Slipknot drummer Jay Weinberg is finally putting the past where it belongs, and despite the messy fallout, he’s not carrying any baggage.
Speaking on The Garza Podcast, Weinberg addressed the question that’s been hanging in the air since his abrupt exit from Slipknot in late 2023, his answer was blunt.
‘No, no. Much has been said about it, but I don’t think living with regrets… Your trajectory, it is what it is.’
That mindset feels earned, Weinberg spent a decade behind the kit for one of metal’s most volatile institutions, stepping into the near impossible role left by Joey Jordison and helping drive albums like ‘.5: The Gray Chapter’, ‘We Are Not Your Kind’, and ‘The End, So Far’ to the top of the charts.
A split that still doesn’t make sense
The way it ended still stings, Weinberg has been open about how quickly things unravelled, with one phone call from management, no warning signs and unfortunately no real explanation (per Blabbermouth).
‘I woke up the morning after traveling home from our last show together, and I received a phone call from the band’s manager in which he informed me that the band had made a decision to not renew my contract at the end of the year.’
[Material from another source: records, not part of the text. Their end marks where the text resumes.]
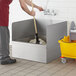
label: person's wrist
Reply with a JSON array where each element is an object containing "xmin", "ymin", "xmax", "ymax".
[
  {"xmin": 29, "ymin": 11, "xmax": 34, "ymax": 16},
  {"xmin": 34, "ymin": 5, "xmax": 39, "ymax": 9},
  {"xmin": 37, "ymin": 6, "xmax": 39, "ymax": 9},
  {"xmin": 28, "ymin": 11, "xmax": 32, "ymax": 15}
]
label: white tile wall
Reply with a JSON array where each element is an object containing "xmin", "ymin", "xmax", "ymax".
[
  {"xmin": 9, "ymin": 0, "xmax": 76, "ymax": 44},
  {"xmin": 9, "ymin": 0, "xmax": 76, "ymax": 24}
]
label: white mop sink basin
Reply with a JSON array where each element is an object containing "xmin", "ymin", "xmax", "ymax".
[{"xmin": 12, "ymin": 19, "xmax": 67, "ymax": 63}]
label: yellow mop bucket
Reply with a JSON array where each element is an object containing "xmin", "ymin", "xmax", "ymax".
[{"xmin": 58, "ymin": 36, "xmax": 76, "ymax": 63}]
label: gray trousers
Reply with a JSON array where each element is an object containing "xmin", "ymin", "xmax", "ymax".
[{"xmin": 0, "ymin": 26, "xmax": 9, "ymax": 59}]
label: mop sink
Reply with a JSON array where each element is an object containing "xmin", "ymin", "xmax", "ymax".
[{"xmin": 12, "ymin": 19, "xmax": 67, "ymax": 63}]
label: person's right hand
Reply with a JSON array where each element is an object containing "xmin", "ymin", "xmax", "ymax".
[{"xmin": 30, "ymin": 10, "xmax": 35, "ymax": 16}]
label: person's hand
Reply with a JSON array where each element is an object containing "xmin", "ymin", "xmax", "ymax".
[
  {"xmin": 30, "ymin": 10, "xmax": 35, "ymax": 16},
  {"xmin": 37, "ymin": 7, "xmax": 44, "ymax": 11}
]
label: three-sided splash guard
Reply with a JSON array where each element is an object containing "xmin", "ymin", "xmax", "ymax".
[{"xmin": 12, "ymin": 19, "xmax": 67, "ymax": 63}]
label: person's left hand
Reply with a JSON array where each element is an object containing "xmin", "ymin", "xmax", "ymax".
[{"xmin": 37, "ymin": 7, "xmax": 44, "ymax": 11}]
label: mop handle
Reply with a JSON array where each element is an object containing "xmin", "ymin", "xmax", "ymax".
[{"xmin": 31, "ymin": 0, "xmax": 38, "ymax": 34}]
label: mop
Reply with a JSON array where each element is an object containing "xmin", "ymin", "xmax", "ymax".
[{"xmin": 29, "ymin": 0, "xmax": 46, "ymax": 45}]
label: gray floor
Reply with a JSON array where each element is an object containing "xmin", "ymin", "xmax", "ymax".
[{"xmin": 0, "ymin": 46, "xmax": 76, "ymax": 76}]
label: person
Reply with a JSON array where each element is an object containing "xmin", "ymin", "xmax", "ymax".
[
  {"xmin": 19, "ymin": 0, "xmax": 43, "ymax": 16},
  {"xmin": 0, "ymin": 0, "xmax": 43, "ymax": 65}
]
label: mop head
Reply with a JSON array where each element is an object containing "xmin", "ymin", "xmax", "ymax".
[{"xmin": 29, "ymin": 38, "xmax": 46, "ymax": 45}]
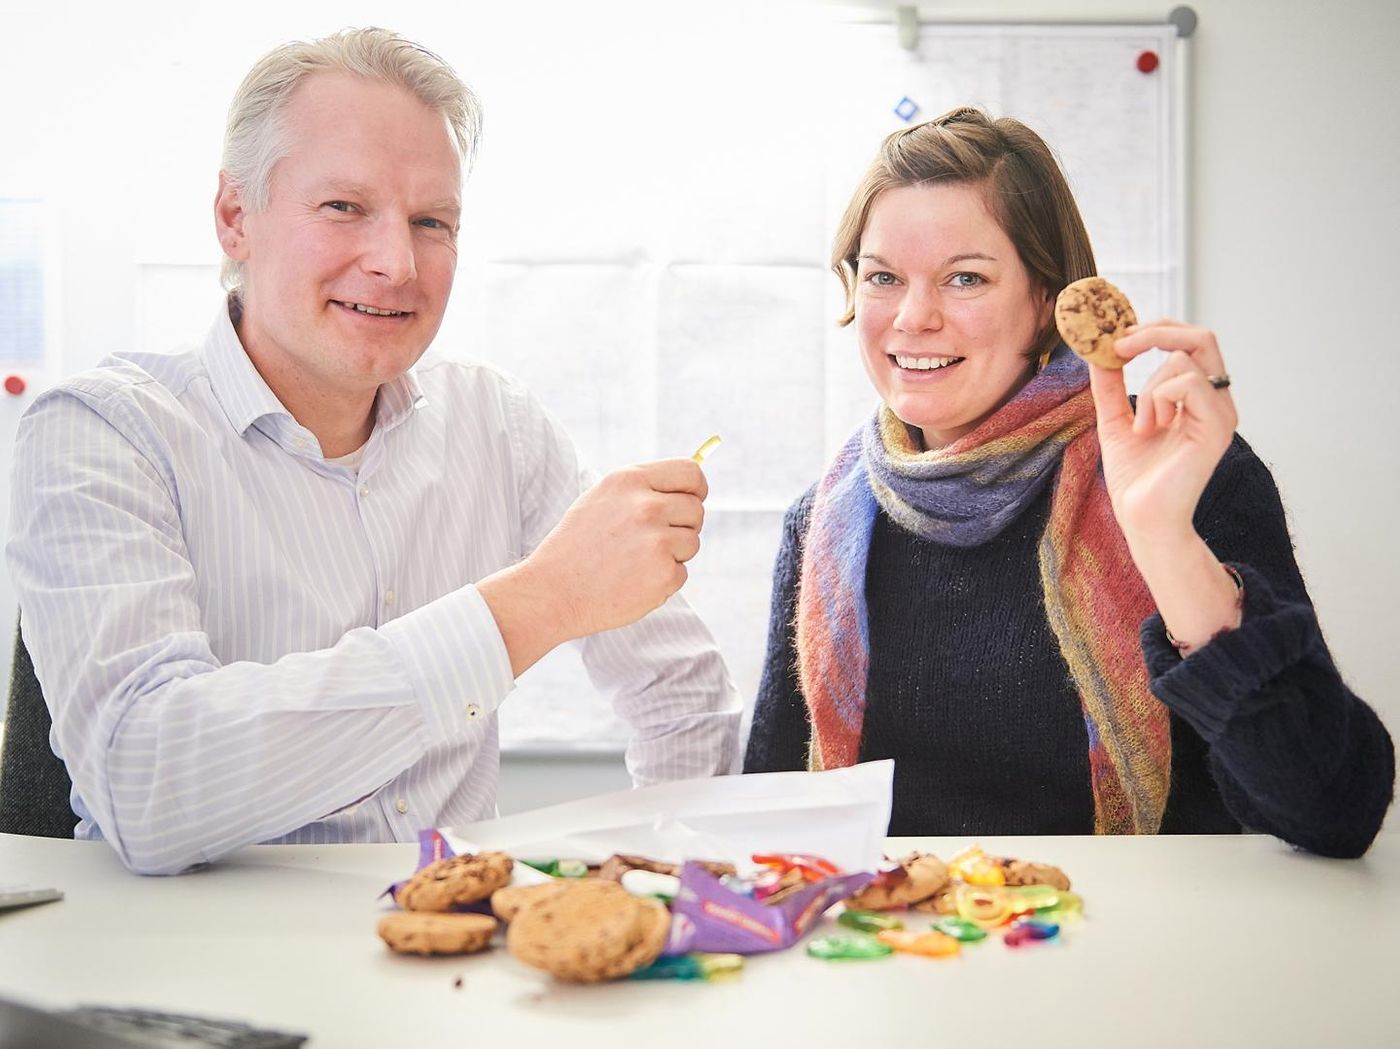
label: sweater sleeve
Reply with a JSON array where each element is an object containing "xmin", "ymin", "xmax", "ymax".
[
  {"xmin": 1140, "ymin": 435, "xmax": 1395, "ymax": 857},
  {"xmin": 742, "ymin": 490, "xmax": 815, "ymax": 772}
]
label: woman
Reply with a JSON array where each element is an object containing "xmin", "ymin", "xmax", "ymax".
[{"xmin": 743, "ymin": 108, "xmax": 1393, "ymax": 856}]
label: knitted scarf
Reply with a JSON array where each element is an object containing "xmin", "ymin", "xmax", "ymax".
[{"xmin": 795, "ymin": 349, "xmax": 1170, "ymax": 834}]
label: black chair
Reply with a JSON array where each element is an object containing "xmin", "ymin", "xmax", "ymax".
[{"xmin": 0, "ymin": 617, "xmax": 76, "ymax": 837}]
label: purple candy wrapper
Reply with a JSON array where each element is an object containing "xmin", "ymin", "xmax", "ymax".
[{"xmin": 667, "ymin": 862, "xmax": 875, "ymax": 955}]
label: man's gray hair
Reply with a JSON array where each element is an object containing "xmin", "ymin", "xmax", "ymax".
[{"xmin": 219, "ymin": 26, "xmax": 482, "ymax": 294}]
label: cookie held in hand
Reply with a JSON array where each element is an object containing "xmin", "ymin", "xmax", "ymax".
[{"xmin": 1054, "ymin": 276, "xmax": 1137, "ymax": 369}]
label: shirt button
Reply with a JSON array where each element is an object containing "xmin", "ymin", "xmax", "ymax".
[
  {"xmin": 384, "ymin": 589, "xmax": 396, "ymax": 606},
  {"xmin": 395, "ymin": 798, "xmax": 408, "ymax": 815},
  {"xmin": 465, "ymin": 704, "xmax": 482, "ymax": 720},
  {"xmin": 359, "ymin": 483, "xmax": 370, "ymax": 498}
]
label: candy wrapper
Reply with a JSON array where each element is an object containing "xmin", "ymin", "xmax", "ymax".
[{"xmin": 666, "ymin": 862, "xmax": 874, "ymax": 956}]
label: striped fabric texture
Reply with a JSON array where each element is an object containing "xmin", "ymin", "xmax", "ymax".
[
  {"xmin": 795, "ymin": 348, "xmax": 1170, "ymax": 834},
  {"xmin": 5, "ymin": 305, "xmax": 741, "ymax": 874}
]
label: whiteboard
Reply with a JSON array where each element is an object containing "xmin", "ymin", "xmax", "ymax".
[{"xmin": 500, "ymin": 19, "xmax": 1189, "ymax": 753}]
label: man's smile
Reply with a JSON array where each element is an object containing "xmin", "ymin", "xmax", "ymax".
[{"xmin": 331, "ymin": 299, "xmax": 413, "ymax": 318}]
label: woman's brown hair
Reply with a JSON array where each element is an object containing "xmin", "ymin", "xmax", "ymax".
[{"xmin": 832, "ymin": 107, "xmax": 1097, "ymax": 361}]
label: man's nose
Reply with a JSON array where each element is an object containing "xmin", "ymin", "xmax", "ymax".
[
  {"xmin": 362, "ymin": 218, "xmax": 417, "ymax": 285},
  {"xmin": 894, "ymin": 287, "xmax": 943, "ymax": 334}
]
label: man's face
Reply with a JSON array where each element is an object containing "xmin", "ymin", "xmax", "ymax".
[{"xmin": 222, "ymin": 72, "xmax": 462, "ymax": 404}]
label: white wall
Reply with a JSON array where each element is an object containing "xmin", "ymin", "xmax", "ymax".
[{"xmin": 2, "ymin": 0, "xmax": 1396, "ymax": 818}]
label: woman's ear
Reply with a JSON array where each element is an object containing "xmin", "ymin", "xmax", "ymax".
[
  {"xmin": 1036, "ymin": 285, "xmax": 1055, "ymax": 329},
  {"xmin": 214, "ymin": 173, "xmax": 250, "ymax": 262}
]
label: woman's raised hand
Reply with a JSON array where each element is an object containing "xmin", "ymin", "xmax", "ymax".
[{"xmin": 1088, "ymin": 320, "xmax": 1238, "ymax": 548}]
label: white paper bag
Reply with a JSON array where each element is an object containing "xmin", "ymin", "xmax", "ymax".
[{"xmin": 448, "ymin": 760, "xmax": 893, "ymax": 873}]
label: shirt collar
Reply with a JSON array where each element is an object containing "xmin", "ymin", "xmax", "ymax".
[{"xmin": 203, "ymin": 297, "xmax": 427, "ymax": 439}]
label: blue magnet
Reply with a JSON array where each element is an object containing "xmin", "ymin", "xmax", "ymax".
[{"xmin": 893, "ymin": 97, "xmax": 920, "ymax": 123}]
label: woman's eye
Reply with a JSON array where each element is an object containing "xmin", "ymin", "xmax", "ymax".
[
  {"xmin": 865, "ymin": 271, "xmax": 897, "ymax": 286},
  {"xmin": 950, "ymin": 272, "xmax": 985, "ymax": 288}
]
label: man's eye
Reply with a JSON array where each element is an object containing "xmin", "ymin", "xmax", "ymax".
[
  {"xmin": 324, "ymin": 201, "xmax": 355, "ymax": 213},
  {"xmin": 415, "ymin": 217, "xmax": 448, "ymax": 230}
]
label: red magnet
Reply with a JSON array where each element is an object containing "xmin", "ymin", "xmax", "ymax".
[
  {"xmin": 3, "ymin": 374, "xmax": 26, "ymax": 396},
  {"xmin": 1136, "ymin": 50, "xmax": 1160, "ymax": 74}
]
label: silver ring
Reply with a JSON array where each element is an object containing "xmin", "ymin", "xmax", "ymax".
[{"xmin": 1207, "ymin": 373, "xmax": 1231, "ymax": 390}]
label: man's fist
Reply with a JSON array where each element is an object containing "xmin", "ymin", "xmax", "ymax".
[{"xmin": 477, "ymin": 459, "xmax": 709, "ymax": 676}]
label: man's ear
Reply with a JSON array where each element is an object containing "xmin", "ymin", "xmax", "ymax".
[{"xmin": 214, "ymin": 173, "xmax": 250, "ymax": 262}]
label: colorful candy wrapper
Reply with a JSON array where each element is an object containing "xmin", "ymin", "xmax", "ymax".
[{"xmin": 667, "ymin": 862, "xmax": 874, "ymax": 955}]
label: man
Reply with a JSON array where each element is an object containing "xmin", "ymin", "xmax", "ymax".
[{"xmin": 5, "ymin": 28, "xmax": 740, "ymax": 875}]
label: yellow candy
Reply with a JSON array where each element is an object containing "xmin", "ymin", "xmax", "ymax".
[
  {"xmin": 876, "ymin": 929, "xmax": 961, "ymax": 958},
  {"xmin": 1004, "ymin": 885, "xmax": 1061, "ymax": 914},
  {"xmin": 691, "ymin": 435, "xmax": 722, "ymax": 463},
  {"xmin": 954, "ymin": 884, "xmax": 1013, "ymax": 928},
  {"xmin": 949, "ymin": 842, "xmax": 1005, "ymax": 885},
  {"xmin": 1042, "ymin": 890, "xmax": 1084, "ymax": 919},
  {"xmin": 962, "ymin": 863, "xmax": 1006, "ymax": 886}
]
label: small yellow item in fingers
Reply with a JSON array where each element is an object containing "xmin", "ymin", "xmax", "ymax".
[{"xmin": 691, "ymin": 434, "xmax": 722, "ymax": 463}]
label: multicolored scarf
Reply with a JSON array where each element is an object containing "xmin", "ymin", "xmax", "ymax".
[{"xmin": 795, "ymin": 349, "xmax": 1171, "ymax": 834}]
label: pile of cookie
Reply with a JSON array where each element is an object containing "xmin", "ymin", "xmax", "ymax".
[
  {"xmin": 376, "ymin": 850, "xmax": 513, "ymax": 959},
  {"xmin": 377, "ymin": 850, "xmax": 728, "ymax": 983},
  {"xmin": 377, "ymin": 841, "xmax": 1080, "ymax": 980}
]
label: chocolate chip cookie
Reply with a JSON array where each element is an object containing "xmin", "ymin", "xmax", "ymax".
[
  {"xmin": 397, "ymin": 851, "xmax": 513, "ymax": 912},
  {"xmin": 844, "ymin": 852, "xmax": 950, "ymax": 911},
  {"xmin": 377, "ymin": 911, "xmax": 498, "ymax": 956},
  {"xmin": 1000, "ymin": 860, "xmax": 1072, "ymax": 891},
  {"xmin": 1054, "ymin": 276, "xmax": 1136, "ymax": 369},
  {"xmin": 491, "ymin": 879, "xmax": 622, "ymax": 923},
  {"xmin": 507, "ymin": 881, "xmax": 671, "ymax": 983}
]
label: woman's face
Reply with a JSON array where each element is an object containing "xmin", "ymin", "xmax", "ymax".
[{"xmin": 855, "ymin": 182, "xmax": 1051, "ymax": 449}]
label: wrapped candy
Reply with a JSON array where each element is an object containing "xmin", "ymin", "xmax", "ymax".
[
  {"xmin": 876, "ymin": 929, "xmax": 961, "ymax": 958},
  {"xmin": 838, "ymin": 909, "xmax": 905, "ymax": 934},
  {"xmin": 807, "ymin": 934, "xmax": 893, "ymax": 960}
]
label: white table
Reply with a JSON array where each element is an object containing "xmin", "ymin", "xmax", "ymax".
[{"xmin": 1, "ymin": 832, "xmax": 1397, "ymax": 1048}]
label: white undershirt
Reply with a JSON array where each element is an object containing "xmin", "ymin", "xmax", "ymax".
[{"xmin": 325, "ymin": 443, "xmax": 367, "ymax": 474}]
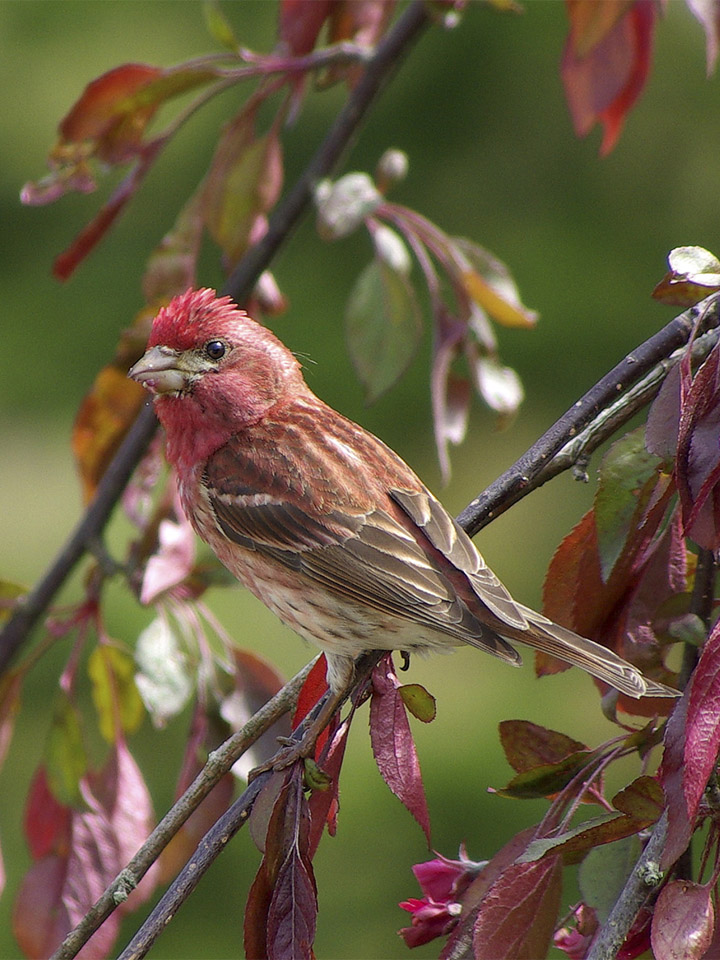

What followed was confusion more than anything. ‘My world just kind of bottomed out from under me,’ he admitted, describing the moment the band he’d poured everything into suddenly disappeared beneath him.
Slipknot framed the split as a ‘creative decision’, Weinberg never got more than that.
Life after Slipknot
Instead of spiralling, Weinberg has leaned into a broader perspective. Impermanence, he says, is the only constant.
‘I saw something recently that a friend of mine said of, like, the only thing that’s consistent in life is impermanence… it’s, like, no, I don’t regret any of these things.’
It’s a grounded take, especially given the chaos that often surrounds Slipknot’s inner workings, Weinberg hinted at deeper tensions within the band, describing a pressure cooker of competing personalities.
‘One guy has one way he wants things done, another guy wants another way… amplify that by eight other people.’
A decade that still counts
Ten years in Slipknot isn’t a footnote, it’s a defining chapter, Weinberg joined in 2013 as a fan turned full time member, grew into the role, and left with a catalogue that reshaped the band’s modern era. Even if the ending felt cold, the work still stands.
No regrets, no revisionist history, just a drummer who gave everything, got burned, and walked away without looking back.